By Paul Clark, James Stewart and Darlene Clark
Photo Credit: Courtesy Penn State University 
Paul Clark
 
Photo Credit: Courtesy Penn State University 
James Stewart
 
Photo Credit: Courtesy Penn State University 
Darlene Clark
 
  

Most of the news coverage of the immigration bill recently passed by the U.S. Senate has focused on initiatives that would strengthen border security, establish a guest worker program and provide a form of amnesty for undocumented immigrants. Virtually unnoticed in the bill was a provision that would make it easier for foreign nurses to immigrate and work in America's health care system.

The purpose of this provision, according to its authors, is to help reduce the nursing shortage currently facing our country by making it easier to recruit nurses from abroad. Unfortunately, this policy represents a band-aid approach to the serious nursing shortage we face and distracts employers and policy-makers from addressing the fundamental problems behind the shortage—the difficult working conditions nurses face every day on the job. In addition, recruiting nurses from less affluent nations that are grappling with their own shortage of nurses does great damage to developing countries' health care systems that struggle to provide even basic care to their citizens.

Anyone who has spent time in a hospital knows that registered nurses play a critical role in the provision of medical care. Nurses represent the single largest occupational group in health care and because of the extensive time they spend with patients, they are at the heart of the care delivery system.

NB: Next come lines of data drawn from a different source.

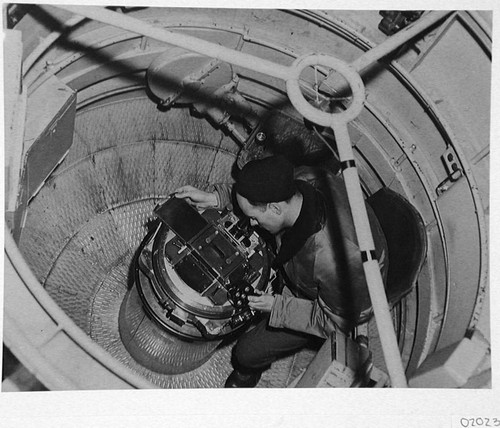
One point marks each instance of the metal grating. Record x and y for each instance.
(85, 225)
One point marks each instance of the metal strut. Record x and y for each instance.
(337, 121)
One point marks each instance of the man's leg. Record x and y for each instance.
(258, 348)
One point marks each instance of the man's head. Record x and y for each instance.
(267, 194)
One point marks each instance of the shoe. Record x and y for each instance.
(238, 379)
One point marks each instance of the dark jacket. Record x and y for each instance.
(323, 271)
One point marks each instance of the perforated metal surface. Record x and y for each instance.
(85, 225)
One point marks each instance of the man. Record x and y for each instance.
(317, 255)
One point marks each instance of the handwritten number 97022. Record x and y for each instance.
(479, 422)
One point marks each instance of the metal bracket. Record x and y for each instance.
(453, 169)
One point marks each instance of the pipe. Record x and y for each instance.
(397, 40)
(338, 122)
(184, 41)
(371, 268)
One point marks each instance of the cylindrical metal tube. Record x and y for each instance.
(338, 123)
(397, 40)
(371, 268)
(184, 41)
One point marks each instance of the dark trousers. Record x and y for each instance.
(261, 346)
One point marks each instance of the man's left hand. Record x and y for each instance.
(262, 302)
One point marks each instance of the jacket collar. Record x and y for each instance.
(308, 222)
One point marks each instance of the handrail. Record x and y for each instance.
(337, 121)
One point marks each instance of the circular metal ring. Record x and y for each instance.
(313, 114)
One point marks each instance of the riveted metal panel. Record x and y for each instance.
(463, 248)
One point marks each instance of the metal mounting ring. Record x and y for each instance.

In recent years, the U.S. health care system has faced a significant shortage of nurses. Hospitals, in particular, have been unable to find sufficient nurses to fill their needs. As of April, U.S. hospitals had 118,000 openings for RNs. The number of vacant positions is expected to grow to 275,000 by 2010, and to more than 800,000 by 2020.

Despite these numbers, we do not really have a shortage of qualified nurses. What we have is an insufficient number of nurses willing to work under the very difficult working conditions they face in our hospitals. In 2000, for example, there were nearly 500,000 nurses not working in health care; many more than would be needed to fill every position in every health care facility in this country. While some nurses choose to stay at home and raise families, others work in fields ranging from real estate to education to retail sales. In a great many cases, they do so because they believe current conditions in our hospitals prevent them from providing optimal, or even adequate, care to their patients.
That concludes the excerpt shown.